By day (and often night), Mary Dickson is the director of Creative Services at KUED-Channel 7 and host of KUED’s Contact, an interview segment highlighting the arts and non-profit communities in Utah. A long-time champion of the arts, Mary tries to attend most of the great performances and exhibits she highlights on Contact. She was named Wasatch Woman of the Year in the Community last year for her far-reaching community involvement. Her play, Exposed, about the plight of downwinders, opened Plan B Theatre’s 2007 season to wide acclaim. It was nominated as the Best New American Play Produced Outside New York by the American Theatre Critics Association. The Deseret Morning News named it best drama of 2007 and the Salt Lake City Weekly gave it an ARTY for the best original play of 2007. Chicago Tribune syndicated columnist Robert Koehler called it “a sacrament of grief and anger.” Last November the play toured Utah with the original cast for a series of staged readings and discussions. A new production of Exposed runs September 10 through 26, 2009 at the Space Between Theatre in St. George.
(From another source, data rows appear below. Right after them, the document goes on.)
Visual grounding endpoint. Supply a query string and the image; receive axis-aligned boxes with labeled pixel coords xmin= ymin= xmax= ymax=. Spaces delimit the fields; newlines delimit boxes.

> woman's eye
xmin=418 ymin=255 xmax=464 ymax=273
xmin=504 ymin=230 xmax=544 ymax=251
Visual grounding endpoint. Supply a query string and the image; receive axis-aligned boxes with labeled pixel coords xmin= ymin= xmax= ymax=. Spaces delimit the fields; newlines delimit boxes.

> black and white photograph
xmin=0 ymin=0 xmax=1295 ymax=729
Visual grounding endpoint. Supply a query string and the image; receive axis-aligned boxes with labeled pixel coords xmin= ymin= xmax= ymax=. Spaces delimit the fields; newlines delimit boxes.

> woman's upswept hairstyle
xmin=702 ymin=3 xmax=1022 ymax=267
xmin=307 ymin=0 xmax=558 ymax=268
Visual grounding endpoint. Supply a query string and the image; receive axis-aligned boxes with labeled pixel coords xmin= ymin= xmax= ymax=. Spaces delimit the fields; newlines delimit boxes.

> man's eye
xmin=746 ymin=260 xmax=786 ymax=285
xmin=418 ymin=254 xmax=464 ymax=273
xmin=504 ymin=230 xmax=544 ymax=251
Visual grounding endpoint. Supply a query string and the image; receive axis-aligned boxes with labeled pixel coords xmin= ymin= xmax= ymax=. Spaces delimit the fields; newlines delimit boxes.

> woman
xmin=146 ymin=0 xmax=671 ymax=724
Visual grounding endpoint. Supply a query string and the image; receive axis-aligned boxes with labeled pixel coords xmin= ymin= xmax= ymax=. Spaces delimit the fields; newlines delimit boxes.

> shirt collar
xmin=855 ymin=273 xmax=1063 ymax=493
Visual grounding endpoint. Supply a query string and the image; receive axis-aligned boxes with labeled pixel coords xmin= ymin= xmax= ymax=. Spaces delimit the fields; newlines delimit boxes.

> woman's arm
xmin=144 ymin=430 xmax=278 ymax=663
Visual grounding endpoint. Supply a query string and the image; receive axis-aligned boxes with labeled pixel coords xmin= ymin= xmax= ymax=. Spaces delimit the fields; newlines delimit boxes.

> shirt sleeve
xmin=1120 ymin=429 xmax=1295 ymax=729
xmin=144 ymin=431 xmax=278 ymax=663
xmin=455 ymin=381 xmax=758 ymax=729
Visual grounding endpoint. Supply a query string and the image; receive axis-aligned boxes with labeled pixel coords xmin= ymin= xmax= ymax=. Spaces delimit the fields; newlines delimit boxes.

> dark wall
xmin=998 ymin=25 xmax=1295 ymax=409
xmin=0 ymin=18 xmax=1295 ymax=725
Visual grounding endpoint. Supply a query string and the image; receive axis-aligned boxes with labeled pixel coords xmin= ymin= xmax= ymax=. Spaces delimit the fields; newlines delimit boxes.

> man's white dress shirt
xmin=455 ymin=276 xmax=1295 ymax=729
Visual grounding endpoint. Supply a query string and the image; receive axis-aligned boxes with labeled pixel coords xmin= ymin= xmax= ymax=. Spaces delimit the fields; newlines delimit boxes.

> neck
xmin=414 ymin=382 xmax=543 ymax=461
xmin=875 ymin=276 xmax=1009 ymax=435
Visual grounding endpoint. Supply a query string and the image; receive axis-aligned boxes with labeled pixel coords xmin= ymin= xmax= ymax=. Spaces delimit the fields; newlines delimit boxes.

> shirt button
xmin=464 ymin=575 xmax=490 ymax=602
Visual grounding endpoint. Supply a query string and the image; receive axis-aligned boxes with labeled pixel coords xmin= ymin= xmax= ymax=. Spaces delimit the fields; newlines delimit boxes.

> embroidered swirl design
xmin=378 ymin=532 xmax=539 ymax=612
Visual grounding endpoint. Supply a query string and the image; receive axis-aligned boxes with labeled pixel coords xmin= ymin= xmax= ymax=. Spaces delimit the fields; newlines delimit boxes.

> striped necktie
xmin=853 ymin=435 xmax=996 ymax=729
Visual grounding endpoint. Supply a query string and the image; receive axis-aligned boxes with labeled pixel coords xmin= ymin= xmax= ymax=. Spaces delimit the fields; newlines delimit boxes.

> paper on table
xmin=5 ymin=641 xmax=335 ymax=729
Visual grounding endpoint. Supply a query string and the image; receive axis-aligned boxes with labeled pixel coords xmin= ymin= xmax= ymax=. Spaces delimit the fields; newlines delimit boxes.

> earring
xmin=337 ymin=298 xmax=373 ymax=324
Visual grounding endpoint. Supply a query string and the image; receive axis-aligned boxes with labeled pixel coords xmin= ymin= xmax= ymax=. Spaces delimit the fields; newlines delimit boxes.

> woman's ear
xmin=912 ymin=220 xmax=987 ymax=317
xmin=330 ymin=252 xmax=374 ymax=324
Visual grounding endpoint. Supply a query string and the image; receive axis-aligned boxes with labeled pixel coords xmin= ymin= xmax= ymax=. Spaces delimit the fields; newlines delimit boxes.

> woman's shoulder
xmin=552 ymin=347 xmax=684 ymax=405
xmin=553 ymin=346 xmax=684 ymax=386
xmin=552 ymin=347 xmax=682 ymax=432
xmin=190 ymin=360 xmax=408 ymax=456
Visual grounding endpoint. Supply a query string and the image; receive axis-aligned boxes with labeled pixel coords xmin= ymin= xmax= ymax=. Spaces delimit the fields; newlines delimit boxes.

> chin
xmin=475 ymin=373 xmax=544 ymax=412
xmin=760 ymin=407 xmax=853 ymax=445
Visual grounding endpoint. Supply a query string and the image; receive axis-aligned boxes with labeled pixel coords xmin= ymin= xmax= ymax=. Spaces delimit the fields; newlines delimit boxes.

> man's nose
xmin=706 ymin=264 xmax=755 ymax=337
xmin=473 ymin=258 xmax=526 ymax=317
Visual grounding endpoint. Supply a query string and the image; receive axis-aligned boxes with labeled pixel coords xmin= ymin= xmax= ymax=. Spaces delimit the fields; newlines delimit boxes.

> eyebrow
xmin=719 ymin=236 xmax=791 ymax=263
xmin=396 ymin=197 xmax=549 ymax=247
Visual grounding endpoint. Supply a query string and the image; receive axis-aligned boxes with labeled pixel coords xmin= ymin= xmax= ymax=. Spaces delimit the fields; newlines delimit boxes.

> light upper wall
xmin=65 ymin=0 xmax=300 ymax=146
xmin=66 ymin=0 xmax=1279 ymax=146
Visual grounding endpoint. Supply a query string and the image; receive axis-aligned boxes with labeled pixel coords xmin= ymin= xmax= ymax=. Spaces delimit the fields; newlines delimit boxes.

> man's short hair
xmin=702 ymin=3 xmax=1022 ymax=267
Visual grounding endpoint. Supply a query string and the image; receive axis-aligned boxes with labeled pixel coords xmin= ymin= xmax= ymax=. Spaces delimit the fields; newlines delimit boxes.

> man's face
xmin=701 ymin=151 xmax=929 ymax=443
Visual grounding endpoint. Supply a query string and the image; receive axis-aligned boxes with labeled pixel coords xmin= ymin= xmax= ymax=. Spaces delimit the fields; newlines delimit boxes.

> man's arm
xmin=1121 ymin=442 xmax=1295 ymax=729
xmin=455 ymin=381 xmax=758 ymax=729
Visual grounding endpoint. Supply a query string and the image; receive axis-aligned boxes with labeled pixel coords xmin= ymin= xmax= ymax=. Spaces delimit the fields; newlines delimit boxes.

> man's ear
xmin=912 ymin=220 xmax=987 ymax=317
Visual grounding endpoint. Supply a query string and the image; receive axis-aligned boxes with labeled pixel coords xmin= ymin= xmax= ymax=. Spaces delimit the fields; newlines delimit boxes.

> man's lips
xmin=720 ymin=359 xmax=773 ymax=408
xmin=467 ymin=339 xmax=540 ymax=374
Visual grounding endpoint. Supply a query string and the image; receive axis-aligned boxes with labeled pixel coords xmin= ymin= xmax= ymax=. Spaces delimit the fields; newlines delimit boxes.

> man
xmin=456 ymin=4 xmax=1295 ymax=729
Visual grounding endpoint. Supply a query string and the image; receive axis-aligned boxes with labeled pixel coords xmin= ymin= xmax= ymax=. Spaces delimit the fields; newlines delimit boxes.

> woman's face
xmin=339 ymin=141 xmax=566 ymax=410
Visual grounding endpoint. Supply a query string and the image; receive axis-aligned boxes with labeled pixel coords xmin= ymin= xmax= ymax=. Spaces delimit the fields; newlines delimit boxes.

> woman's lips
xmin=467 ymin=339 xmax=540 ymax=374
If you could choose someone to paint or sculpt your portrait (living or dead) who would it be?

Randall Lake. Not only because I’m a strong advocate of “buying local,” but because I’m a huge fan of his work. I remember staying at the Hotel Jeanne d’Arc in the Marais District of Paris and telling the owner that the paintings on the wall reminded me of an artist I knew. When he showed me the works up close, they were the work of an artist I knew — Randall Lake. How perfect to find them hanging in Paris.

What are you reading?

Middlesex. I love Jeffrey Eugenides’ writing. Smart, smart, smart. He’s a masterful storyteller, a sharp wit and a beautiful writer. It’s such a rich and readable book that I’ll feel a void when I’ve finished it. I’m drawing it out, so I can savor it. And, it doesn’t hurt that it’s a fascinating subject. Call me voyeuristic, but I’m intensely curious about the life of a hermaphrodite. The book has changed the way I look at gender and sexuality. Now, when I feel writer’s block, I open the book to any page for inspiration.

What is the most memorable exhibit you’ve seen recently? 

Dave Hall’s Moving Water exhibit at Phillips Gallery. Not only do I love his work, but knowing Dave and his story, makes the exhibit truly inspiring. Dave taught at Rowland Hall for years before taking the plunge to devote himself fulltime to painting. His formal training consisted of one community education class (he was also lucky enough to have Connie Borup as a mentor), but he comes from a long line of New England artists, so painting is in his genes. His is an inspiring story, especially for someone like me who clings to the security and benefits of a full-time job and tries to write on the side. Dave took the leap. He followed his passion and the results are impressive. His ethereal landscapes have the most calming effect. His impressionist works inspired by the streams and tall grasses of the Montana countryside seem to rise from the mists of dawn and dusk in golden or gray hues.